= Akın Ünver =

Hamid Akın Ünver (born 1982) is an assistant professor of international relations at Özyeğin University, specializing in energy politics, conflict psychology and radicalization sociology. He also studies discourse theory, regional security complex theory and psychoanalytic approaches to decision-making and teaches courses on the politics of the Middle East, diplomatic history, energy security and security theory.

==Biography and career==
Born and raised in Ankara, Turkey, he graduated from T.E.D. Ankara College in 1999 and earned his BA in international relations from Bilkent University (2003) and master's degree in European studies from Middle East Technical University (2005). He received his PhD from the Department of Government, University of Essex, where his dissertation, 'A comparative analysis of the discourses on the Kurdish question in the European Parliament, US Congress and Turkish National Assembly' has won the Middle East Studies Association (MESA) 2010 Malcolm H. Kerr Dissertation Award in social sciences. and was awarded departmental nomination for the European Consortium for Political Research's best dissertation in the field of comparative politics.
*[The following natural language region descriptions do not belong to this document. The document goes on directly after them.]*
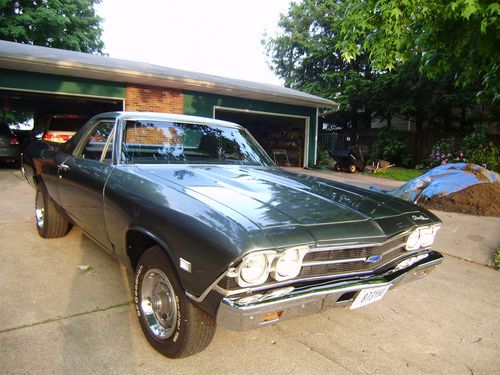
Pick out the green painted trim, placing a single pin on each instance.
(48, 83)
(202, 104)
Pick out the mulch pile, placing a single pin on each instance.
(481, 199)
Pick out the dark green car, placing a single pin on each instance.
(216, 233)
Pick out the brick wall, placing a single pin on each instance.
(154, 99)
(153, 136)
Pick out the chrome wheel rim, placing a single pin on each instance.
(158, 303)
(39, 211)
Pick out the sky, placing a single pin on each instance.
(220, 37)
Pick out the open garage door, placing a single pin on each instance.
(282, 136)
(28, 112)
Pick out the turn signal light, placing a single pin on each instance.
(270, 317)
(61, 138)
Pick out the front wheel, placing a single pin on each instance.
(171, 323)
(50, 222)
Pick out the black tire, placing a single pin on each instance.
(178, 329)
(50, 222)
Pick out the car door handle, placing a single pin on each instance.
(63, 167)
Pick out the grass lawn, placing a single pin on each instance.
(399, 174)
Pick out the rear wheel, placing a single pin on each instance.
(50, 222)
(171, 323)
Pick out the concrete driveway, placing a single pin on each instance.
(55, 318)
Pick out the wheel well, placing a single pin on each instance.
(137, 244)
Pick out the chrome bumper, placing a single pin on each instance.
(301, 302)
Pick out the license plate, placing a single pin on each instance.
(367, 296)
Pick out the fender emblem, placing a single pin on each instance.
(373, 259)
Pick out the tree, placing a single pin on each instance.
(71, 25)
(346, 50)
(452, 40)
(305, 55)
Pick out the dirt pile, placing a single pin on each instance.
(481, 199)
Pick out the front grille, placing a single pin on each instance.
(348, 267)
(389, 251)
(363, 252)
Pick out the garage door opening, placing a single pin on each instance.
(27, 113)
(282, 136)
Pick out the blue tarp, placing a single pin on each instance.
(443, 180)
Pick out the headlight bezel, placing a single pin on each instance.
(268, 256)
(299, 252)
(426, 236)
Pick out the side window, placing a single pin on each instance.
(97, 142)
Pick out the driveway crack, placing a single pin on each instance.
(59, 318)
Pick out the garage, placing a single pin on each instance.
(34, 110)
(281, 135)
(39, 82)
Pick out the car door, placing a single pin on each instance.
(82, 178)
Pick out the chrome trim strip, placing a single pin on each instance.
(241, 316)
(325, 262)
(225, 292)
(208, 290)
(361, 274)
(357, 245)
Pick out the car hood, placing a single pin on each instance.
(274, 199)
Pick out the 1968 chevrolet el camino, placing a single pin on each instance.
(216, 233)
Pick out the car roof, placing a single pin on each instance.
(168, 117)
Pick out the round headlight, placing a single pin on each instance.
(413, 241)
(254, 268)
(288, 264)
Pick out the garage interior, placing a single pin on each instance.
(281, 136)
(31, 108)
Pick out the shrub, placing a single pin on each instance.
(390, 145)
(324, 159)
(445, 151)
(495, 262)
(474, 148)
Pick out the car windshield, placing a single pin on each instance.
(164, 142)
(4, 129)
(67, 123)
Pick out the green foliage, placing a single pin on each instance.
(382, 58)
(400, 174)
(479, 150)
(391, 146)
(71, 25)
(324, 159)
(454, 39)
(446, 150)
(495, 262)
(475, 148)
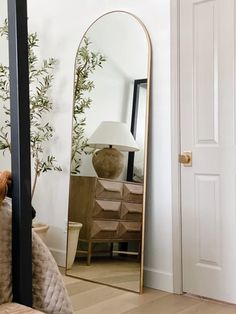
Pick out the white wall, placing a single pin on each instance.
(61, 25)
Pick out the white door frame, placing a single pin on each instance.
(175, 150)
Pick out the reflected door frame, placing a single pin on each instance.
(133, 126)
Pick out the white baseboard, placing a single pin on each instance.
(157, 279)
(59, 255)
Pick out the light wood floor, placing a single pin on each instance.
(124, 273)
(90, 298)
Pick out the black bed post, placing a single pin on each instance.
(20, 148)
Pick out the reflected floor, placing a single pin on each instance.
(122, 273)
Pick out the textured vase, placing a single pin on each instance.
(108, 163)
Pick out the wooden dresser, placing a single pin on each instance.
(110, 211)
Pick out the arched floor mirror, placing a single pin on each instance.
(109, 153)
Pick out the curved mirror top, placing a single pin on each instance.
(109, 148)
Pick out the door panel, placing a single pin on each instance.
(207, 111)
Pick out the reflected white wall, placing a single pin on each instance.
(60, 26)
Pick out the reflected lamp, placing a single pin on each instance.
(111, 138)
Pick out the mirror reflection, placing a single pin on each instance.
(109, 148)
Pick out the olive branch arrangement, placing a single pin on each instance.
(85, 64)
(40, 79)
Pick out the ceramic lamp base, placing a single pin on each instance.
(108, 163)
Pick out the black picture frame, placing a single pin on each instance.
(133, 127)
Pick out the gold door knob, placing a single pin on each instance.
(186, 159)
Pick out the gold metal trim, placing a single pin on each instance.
(186, 159)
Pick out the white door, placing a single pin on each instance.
(208, 129)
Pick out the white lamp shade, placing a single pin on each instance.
(115, 134)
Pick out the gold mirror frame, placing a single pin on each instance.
(145, 151)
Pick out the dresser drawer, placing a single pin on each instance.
(109, 189)
(131, 211)
(102, 229)
(133, 192)
(129, 230)
(106, 209)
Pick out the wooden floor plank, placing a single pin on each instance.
(91, 298)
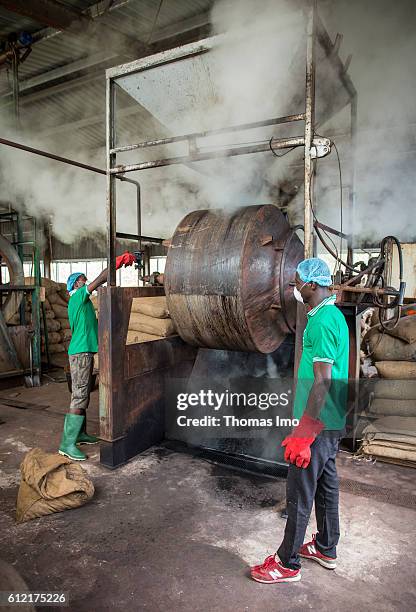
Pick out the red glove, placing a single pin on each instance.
(298, 444)
(127, 259)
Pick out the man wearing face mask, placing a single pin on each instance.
(83, 346)
(311, 448)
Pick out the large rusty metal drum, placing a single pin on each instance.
(227, 278)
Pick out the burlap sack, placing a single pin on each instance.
(396, 407)
(151, 306)
(388, 348)
(65, 334)
(54, 338)
(61, 312)
(55, 298)
(52, 325)
(64, 322)
(49, 284)
(50, 483)
(396, 369)
(57, 347)
(134, 337)
(394, 389)
(405, 329)
(150, 325)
This study is published in 2015 from Routledge Series in Middle East Studies.

Dr. Ünver was a Marcia Robins – Wilf Young scholar at the Washington Institute for Near East Policy in 2007–08 and a dual postdoctoral researcher at the University of Michigan's Center for European Studies and the Center for Middle East and North African Studies in 2008–2010. He was awarded the position of Ertegun Lecturer at the Princeton University's Near Eastern Studies Department, teaching courses such as History of the Middle East, sociology of terrorism and Turkish political sociology. He was also the first scholar to retain the Ertegün chair for two consecutive years at Princeton.
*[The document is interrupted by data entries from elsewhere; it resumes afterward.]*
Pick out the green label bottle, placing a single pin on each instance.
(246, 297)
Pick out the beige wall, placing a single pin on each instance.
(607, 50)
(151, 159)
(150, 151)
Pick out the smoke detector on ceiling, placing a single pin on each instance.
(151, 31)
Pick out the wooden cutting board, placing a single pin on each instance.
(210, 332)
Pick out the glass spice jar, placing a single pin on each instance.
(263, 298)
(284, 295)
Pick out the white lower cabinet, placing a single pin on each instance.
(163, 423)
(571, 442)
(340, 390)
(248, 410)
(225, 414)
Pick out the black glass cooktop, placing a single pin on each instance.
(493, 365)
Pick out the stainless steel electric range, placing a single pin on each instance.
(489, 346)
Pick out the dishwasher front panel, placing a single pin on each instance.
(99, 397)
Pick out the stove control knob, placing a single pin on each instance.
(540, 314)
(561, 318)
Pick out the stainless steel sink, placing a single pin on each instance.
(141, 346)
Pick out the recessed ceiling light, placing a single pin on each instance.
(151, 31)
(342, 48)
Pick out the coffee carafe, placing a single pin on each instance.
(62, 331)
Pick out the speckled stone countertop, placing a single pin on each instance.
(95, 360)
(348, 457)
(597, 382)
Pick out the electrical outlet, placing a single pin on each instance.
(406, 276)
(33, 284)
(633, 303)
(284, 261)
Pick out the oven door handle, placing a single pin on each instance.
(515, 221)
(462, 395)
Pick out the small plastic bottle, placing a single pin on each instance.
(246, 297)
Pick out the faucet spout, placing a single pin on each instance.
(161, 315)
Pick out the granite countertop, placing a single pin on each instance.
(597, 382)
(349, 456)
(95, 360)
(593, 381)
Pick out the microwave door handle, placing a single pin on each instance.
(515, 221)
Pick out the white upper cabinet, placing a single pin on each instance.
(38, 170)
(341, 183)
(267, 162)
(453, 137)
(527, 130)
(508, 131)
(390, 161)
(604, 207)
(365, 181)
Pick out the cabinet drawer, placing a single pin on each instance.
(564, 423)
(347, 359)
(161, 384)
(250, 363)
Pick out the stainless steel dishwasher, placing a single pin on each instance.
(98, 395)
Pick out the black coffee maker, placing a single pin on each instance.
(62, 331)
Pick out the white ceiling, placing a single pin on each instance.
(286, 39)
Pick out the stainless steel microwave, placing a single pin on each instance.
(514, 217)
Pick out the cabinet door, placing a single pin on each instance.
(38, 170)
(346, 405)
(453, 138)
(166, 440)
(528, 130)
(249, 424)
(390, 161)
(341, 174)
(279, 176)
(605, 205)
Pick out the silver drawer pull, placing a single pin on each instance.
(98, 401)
Having published in Foreign Affairs, The Diplomat, Columbia Journal of International Affairs, Middle East Quarterly, Middle East Policy and Yale Journal of International Affairs, Dr. Ünver has also lectured at invited events at Princeton University's Woodrow Wilson School, Georgetown University's Edmund Walsh School of Foreign Service, London School of Economics' Middle East Center and Woodrow Wilson International Center for Scholars. He regularly appears for commentary on BBC World News, France 24, Finnish National Broadcasting Company, Al Jazeera International and CNN-Turk.

He was able to publish several articles while at the University of Michigan, including Turkey's deep-state and the Ergenekon conundrum. Previously, he has assumed teaching positions at the University of Essex and Sabancı University. Also, Akın has held positions with the European Union Secretariat-General, the Turkish Ministry of Foreign Affairs, and the Eurasian Center for Strategic Studies, and the Washington Institute for Near East Policy.

Akın Ünver is a multi-instrumentalist musician and the first Chapman Stick player of Turkey.